Risk-Adjusted Performance

10 of 100

 
Weak
 
Strong
OK
Compared to the overall equity markets, risk-adjusted returns on investments in Astec Industries are ranked lower than 10 (%) of all global equities and portfolios over the last 90 days. In spite of rather unfluctuating basic indicators, Astec Industries exhibited solid returns over the last few months and may actually be approaching a breakup point.

Volvo AB and Astec Industries Volatility Contrast

   Predicted Return Density   
       Returns  

Pair Trading with Volvo AB and Astec Industries

The main advantage of trading using opposite Volvo AB and Astec Industries positions is that it hedges away some unsystematic risk. Because of two separate transactions, even if Volvo AB position performs unexpectedly, Astec Industries can make up some of the losses. Pair trading also minimizes risk from directional movements in the market.
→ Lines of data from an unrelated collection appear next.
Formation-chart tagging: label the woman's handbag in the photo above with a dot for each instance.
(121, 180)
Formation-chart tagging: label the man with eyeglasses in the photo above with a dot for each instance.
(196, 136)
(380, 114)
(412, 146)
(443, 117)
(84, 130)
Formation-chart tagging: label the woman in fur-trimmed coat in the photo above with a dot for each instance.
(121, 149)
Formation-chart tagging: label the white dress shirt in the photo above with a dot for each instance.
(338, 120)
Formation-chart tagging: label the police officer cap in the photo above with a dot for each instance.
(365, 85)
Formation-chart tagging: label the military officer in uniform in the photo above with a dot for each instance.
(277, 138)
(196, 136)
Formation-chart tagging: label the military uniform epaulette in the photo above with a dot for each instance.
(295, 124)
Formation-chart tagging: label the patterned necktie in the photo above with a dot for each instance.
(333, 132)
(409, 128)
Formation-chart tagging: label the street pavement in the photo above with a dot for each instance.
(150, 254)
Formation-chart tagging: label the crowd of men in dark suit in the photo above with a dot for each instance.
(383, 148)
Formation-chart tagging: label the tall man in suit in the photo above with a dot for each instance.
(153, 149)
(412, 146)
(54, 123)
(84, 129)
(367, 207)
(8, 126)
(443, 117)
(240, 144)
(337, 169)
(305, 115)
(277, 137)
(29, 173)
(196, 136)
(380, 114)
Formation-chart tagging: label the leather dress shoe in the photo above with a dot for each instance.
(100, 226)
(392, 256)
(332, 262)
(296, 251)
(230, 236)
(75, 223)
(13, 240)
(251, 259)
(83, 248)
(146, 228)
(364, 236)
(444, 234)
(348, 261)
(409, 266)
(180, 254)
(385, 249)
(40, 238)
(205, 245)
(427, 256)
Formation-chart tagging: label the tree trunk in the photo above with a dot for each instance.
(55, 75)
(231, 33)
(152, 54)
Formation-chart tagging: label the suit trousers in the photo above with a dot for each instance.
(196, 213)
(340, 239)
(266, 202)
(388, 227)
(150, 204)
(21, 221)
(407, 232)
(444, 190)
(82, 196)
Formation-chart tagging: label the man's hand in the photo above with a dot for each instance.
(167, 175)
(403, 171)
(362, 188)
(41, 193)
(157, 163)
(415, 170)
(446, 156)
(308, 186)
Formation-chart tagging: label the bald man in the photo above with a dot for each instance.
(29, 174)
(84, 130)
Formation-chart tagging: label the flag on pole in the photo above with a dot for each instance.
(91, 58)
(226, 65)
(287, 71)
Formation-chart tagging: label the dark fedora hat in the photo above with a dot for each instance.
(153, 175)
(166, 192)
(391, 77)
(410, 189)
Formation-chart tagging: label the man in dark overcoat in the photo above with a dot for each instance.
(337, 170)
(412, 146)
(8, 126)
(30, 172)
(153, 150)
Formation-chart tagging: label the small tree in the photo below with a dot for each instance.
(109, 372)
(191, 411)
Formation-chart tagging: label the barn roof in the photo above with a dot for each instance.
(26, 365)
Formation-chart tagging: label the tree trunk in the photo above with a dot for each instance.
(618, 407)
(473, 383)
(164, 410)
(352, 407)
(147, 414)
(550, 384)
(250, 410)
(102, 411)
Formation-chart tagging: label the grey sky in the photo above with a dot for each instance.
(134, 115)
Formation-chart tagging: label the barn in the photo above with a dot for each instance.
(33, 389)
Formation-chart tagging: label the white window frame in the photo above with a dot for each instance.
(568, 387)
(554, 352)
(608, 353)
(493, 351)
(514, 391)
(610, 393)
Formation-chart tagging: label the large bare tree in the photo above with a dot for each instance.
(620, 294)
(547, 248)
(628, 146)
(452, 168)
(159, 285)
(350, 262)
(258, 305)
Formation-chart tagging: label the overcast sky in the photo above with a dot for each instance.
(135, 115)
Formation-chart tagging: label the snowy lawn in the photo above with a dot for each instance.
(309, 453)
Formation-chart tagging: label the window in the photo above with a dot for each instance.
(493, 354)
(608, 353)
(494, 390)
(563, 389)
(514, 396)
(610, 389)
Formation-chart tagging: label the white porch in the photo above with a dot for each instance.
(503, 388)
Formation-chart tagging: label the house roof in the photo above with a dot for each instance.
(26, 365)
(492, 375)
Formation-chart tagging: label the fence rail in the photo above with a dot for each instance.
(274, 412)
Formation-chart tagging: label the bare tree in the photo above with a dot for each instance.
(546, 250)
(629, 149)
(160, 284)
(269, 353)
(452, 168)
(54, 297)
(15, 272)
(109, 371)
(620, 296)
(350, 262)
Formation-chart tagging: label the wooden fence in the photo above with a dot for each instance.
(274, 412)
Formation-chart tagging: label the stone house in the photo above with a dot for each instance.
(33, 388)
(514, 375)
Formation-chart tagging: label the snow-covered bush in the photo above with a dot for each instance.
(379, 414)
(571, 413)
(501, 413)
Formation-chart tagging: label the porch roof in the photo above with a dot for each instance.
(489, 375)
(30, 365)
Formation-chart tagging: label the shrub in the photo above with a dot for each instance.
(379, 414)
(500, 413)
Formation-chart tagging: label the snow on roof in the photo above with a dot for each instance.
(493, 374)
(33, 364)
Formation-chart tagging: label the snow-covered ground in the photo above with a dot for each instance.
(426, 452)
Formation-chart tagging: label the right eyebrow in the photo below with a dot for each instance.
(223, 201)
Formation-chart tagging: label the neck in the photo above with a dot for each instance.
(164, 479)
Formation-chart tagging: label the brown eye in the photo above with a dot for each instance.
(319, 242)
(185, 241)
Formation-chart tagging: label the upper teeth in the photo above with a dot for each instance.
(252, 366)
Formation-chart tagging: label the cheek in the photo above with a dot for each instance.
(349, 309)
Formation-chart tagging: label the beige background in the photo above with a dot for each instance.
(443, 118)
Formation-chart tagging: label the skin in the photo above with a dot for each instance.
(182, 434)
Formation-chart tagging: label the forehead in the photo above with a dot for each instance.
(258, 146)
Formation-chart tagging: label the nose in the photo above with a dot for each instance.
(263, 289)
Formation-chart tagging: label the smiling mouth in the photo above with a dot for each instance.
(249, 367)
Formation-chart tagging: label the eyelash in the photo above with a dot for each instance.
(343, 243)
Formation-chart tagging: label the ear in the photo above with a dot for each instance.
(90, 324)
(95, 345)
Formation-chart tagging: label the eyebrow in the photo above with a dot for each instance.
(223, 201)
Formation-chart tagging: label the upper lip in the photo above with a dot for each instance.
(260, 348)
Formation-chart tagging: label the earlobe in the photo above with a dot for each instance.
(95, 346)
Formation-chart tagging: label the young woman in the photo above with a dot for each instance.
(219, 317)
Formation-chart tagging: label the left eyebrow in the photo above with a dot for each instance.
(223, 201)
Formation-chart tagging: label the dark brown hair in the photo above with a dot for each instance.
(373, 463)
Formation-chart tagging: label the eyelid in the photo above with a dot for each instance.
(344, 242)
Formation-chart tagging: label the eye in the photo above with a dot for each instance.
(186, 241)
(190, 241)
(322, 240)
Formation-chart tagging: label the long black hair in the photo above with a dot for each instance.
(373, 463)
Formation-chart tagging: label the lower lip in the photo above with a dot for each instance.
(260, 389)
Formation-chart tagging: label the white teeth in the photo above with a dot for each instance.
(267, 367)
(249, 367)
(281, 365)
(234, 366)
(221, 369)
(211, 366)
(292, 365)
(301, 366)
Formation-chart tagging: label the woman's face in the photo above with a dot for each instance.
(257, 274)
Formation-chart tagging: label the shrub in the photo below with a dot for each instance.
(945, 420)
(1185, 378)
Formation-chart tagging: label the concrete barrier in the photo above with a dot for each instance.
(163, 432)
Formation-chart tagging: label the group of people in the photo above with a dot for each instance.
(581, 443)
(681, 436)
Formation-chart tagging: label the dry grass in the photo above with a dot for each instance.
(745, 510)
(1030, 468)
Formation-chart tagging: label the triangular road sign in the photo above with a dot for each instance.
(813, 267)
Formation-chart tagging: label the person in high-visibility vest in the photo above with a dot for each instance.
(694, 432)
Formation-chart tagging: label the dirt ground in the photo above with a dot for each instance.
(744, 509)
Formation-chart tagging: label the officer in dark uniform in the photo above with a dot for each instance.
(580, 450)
For example, if an entire industry or sector drops because of unexpected headlines, the short position in Astec Industries will offset losses from the drop in Astec Industries' long position.
The idea behind Volvo AB ADR and Astec Industries pairs trading is to make the combined position market-neutral, meaning the overall market's direction will not affect its win or loss (or potential downside or upside). This can be achieved by designing a pairs trade with two highly correlated stocks or equities that operate in a similar space or sector, making it possible to obtain profits through simple and relatively low-risk investment.
Check out your portfolio center.
Note that this page's information should be used as a complementary analysis to find the right mix of equity instruments to add to your existing portfolios or create a brand new portfolio. You can also try the Volatility Analysis module to get historical volatility and risk analysis based on latest market data.